This codebase provides a web crawling and data extraction tool for scraping websites using regular expressions. The main script initiates the crawling from a CSV input file using a Parser object and saves the progress of the crawler.
The Crawler class provides the ability to extract data and process it, while the Parser class uses regular expressions to extract new emails, phone numbers, linkedin URLs, and Facebook URLs from the HTML of a website.

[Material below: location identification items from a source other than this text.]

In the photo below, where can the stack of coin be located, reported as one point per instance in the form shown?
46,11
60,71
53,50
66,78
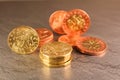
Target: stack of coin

The value proposition of this project is to automate the scraping process and extract relevant data efficiently and accurately but, most importantly, to provide a boilerplate for future scraping projects.
Root
File | Summary | Module |
---|---|---|
main.py | The code initiates a web crawler from the provided CSV input file using a Parser object to parse web data, limits the crawling to only 5 web pages (but could be more depanding on the chosen value), and saves the progress of the crawler. In case of any exception, it prints an error message. | main.py |
Crawler.py | The provided code snippet consists of a Crawler class that has the ability to crawl websites and extract data from them. The class takes in parameters such as the parser to use, input file, output folder, and rate limit. It contains methods to compute header indexes, process extracted data, log progression, and save the crawling progression. One can use the crawl method to scrape websites and write the extracted data to an output file. | utils\Crawler.py |
Parser.py | The provided code snippet contains a Parser class that uses regular expressions to extract new emails, phone numbers, linkedin URLs, and Facebook URLs from the HTML of a website. These extraction methods are decorated with the @set_func_headers decorator to specify headers and order. The Parser class also has methods to get headers and extract content from HTML using all extractor methods in order. | utils\Parser.py |
utilities.py | The provided code snippet contains two utility functions. The first function is a decorator that assigns attributes such as headers, func_type, and order to a function. The second function normalizes a phone number based on predefined rules, such as removing spaces and adding country codes. | utils\utilities.py |
- Clone the scraping-boilerplate repository:
git clone D:/Utilisateurs/Bastien/Documents/Programmation/scraping-boilerplate
- Change to the project directory:
cd scraping-boilerplate
- Install the dependencies:
pip install -r requirements.txt
Add your own extractors in the Crawler class following the same structure as the linkedin and facebook extractors for instance:
@set_func_headers(headers=["linkedin_urls"], func_type="extractor", order=3)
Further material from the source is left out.